Have you ever tried to exercise at a high elevation and noticed that you had a much harder time breathing than when you’re closer to sea level? That’s because the air is thinner at a higher elevation, which makes it much harder to breathe. But does the same rule apply to cars? Can high altitude affect your car’s performance?
Your car’s engine is like an air pump
If you can picture it, your car’s engine is basically a glorified air pump in that it draws in the ambient outside air via the intake system, combines it with fuel, combusts the air/fuel mixture inside the engine, and then pumps it out via the exhaust system. Of course, that’s the most simplified definition of how an engine works, but the point is that if you drive a car at high altitude, the air will be thinner and your car will lose power since the air is less dense.
How much horsepower do you lose at high elevation?
Since thinner air can lead to sluggish engine performance, you might be wondering just how much horsepower an engine can stand to lose as you drive up a mountain. Generally speaking, you can expect a car to lose around three horsepower for every 1,000 feet you climb. That means that your car could lose around 20 percent of its horsepower if you were to drive from sea level and up a mountain like Big Bear, which has an elevation of 6,750 feet.
However, considering there is a number of different engine sizes and configurations, it’s possible that some engines may lose more power than others. Also, if you happen to have an older, carbureted car, then it could have a harder time compensating for the thinner air due to the mechanical setup as opposed to the more sophisticated electronic fuel injection system found in newer cars.
Do turbocharged engines lose power at high elevation?

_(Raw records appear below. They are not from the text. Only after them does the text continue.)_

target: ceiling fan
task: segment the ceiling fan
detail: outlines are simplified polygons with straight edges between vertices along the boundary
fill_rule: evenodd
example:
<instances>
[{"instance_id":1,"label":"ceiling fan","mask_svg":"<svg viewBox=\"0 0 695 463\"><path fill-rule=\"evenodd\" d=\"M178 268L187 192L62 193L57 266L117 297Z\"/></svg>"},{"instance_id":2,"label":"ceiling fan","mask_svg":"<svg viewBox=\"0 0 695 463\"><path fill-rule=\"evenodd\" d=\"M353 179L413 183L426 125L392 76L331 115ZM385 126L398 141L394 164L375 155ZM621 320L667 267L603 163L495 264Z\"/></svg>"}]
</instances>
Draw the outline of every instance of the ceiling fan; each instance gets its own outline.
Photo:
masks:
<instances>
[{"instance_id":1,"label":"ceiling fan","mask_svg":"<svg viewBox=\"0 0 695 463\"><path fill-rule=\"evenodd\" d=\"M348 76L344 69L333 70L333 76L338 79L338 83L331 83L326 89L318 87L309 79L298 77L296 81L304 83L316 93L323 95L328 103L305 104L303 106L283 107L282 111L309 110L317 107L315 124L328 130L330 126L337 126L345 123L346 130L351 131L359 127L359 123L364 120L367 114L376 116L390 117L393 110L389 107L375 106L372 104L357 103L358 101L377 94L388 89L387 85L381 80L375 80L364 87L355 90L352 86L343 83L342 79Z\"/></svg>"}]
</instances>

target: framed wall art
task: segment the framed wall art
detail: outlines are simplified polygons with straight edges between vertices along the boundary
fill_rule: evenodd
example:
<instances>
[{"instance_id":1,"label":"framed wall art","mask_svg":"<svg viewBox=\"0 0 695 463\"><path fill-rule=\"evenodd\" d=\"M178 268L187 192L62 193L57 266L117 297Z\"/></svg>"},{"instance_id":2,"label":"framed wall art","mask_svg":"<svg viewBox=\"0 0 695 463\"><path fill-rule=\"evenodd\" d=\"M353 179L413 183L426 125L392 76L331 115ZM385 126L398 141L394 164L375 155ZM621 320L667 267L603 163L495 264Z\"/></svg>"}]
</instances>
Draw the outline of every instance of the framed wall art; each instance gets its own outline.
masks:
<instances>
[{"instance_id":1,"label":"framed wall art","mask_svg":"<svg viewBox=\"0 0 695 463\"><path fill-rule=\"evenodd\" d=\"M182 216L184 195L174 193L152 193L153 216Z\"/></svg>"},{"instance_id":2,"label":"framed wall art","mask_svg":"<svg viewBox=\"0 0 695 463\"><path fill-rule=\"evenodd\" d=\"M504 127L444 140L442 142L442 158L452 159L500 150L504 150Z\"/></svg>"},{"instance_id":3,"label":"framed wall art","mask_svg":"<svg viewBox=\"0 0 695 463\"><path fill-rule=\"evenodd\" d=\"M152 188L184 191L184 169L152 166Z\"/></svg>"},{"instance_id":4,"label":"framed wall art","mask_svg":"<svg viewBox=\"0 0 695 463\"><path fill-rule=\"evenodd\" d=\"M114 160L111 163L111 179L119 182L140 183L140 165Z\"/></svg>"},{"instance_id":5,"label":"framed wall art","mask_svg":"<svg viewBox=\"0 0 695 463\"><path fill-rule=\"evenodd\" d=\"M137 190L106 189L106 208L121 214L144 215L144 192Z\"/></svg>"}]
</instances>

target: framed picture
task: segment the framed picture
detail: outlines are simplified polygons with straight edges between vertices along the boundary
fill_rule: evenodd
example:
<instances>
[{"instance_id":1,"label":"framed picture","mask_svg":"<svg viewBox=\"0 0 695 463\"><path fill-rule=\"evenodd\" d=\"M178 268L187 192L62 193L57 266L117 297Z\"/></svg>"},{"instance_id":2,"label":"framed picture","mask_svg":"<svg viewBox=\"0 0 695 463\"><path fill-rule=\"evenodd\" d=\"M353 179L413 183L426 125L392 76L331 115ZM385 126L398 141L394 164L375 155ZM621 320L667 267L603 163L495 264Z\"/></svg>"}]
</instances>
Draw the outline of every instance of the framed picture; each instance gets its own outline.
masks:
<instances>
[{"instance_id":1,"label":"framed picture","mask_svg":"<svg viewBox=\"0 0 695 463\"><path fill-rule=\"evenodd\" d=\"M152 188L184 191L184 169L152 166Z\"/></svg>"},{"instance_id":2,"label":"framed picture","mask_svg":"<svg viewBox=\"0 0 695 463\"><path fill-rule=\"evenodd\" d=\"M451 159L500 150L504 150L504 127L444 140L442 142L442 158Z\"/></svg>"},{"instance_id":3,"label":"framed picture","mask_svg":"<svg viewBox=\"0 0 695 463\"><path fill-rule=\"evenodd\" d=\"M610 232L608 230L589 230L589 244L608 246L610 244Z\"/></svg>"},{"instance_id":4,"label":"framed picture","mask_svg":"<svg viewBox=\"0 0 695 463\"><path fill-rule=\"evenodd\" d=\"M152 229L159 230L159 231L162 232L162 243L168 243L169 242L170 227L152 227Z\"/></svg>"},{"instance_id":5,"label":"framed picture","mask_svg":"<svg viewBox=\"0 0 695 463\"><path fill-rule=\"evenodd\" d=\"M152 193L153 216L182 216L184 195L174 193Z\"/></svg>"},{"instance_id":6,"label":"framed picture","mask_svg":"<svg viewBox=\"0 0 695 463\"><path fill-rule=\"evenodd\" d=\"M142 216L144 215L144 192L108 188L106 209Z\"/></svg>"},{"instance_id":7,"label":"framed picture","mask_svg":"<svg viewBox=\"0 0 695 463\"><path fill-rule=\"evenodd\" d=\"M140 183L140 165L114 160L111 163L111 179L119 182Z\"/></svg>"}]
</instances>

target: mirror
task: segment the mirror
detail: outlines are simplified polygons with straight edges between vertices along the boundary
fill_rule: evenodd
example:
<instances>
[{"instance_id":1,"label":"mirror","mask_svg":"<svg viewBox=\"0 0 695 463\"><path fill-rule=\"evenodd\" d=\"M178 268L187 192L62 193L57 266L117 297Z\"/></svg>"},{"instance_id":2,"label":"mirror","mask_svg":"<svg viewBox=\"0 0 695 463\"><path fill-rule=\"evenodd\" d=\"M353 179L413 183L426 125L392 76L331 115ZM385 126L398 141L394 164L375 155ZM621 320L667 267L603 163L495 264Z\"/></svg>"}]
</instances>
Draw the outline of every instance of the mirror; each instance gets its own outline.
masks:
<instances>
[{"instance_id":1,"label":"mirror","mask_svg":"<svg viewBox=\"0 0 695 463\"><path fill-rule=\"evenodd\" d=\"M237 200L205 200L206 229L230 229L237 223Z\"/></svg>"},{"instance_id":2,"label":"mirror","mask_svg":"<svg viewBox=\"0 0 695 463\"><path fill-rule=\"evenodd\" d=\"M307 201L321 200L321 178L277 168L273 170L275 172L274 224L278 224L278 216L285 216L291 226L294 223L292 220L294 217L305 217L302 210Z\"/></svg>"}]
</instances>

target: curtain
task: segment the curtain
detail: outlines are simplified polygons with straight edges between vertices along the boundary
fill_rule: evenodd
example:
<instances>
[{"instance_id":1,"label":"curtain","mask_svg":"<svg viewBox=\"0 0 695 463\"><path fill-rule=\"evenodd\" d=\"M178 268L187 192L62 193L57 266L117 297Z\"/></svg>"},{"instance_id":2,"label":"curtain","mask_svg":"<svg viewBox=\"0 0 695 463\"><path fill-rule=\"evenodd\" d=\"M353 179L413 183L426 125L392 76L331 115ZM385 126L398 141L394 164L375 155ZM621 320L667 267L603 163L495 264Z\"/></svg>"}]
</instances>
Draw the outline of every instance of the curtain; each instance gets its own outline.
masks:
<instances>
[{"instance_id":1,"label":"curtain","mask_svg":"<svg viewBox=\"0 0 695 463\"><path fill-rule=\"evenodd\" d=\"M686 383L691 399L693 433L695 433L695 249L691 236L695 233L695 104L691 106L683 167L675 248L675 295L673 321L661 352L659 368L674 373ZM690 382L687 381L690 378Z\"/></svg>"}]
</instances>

While naturally aspirated cars do lose power as the elevation increases, the same cannot be said for turbocharged cars. According to Garrett, using a turbocharger is an efficient way of minimizing your car’s power loss at a high elevation because turbochargers compress more air into the engine’s cylinders, which in turn makes up for the lower air density.
The Pike’s Peak Hill Climb, which is an annual race in which the cars start 9,000 feet of elevation and climb their way up the 12.42-mile course up to 14,115 feet, is a great example. As you can imagine, most, if not all of the cars use turbochargers to provide ample power from start to finish as they are all tuned to create the same type of power as the elevation increases.
We actually experienced this first hand when driving the 2020 Honda Civic Type R up Pike’s Peak on a leisurely weekend. As we snaked our way up the hill, we didn’t notice any power drop at all when hammering on the throttle in the straightaways. It was an amazing phenomenon to experience, as driving a 300 horsepower all way up to the top was just as easy as driving to the grocery store down the street.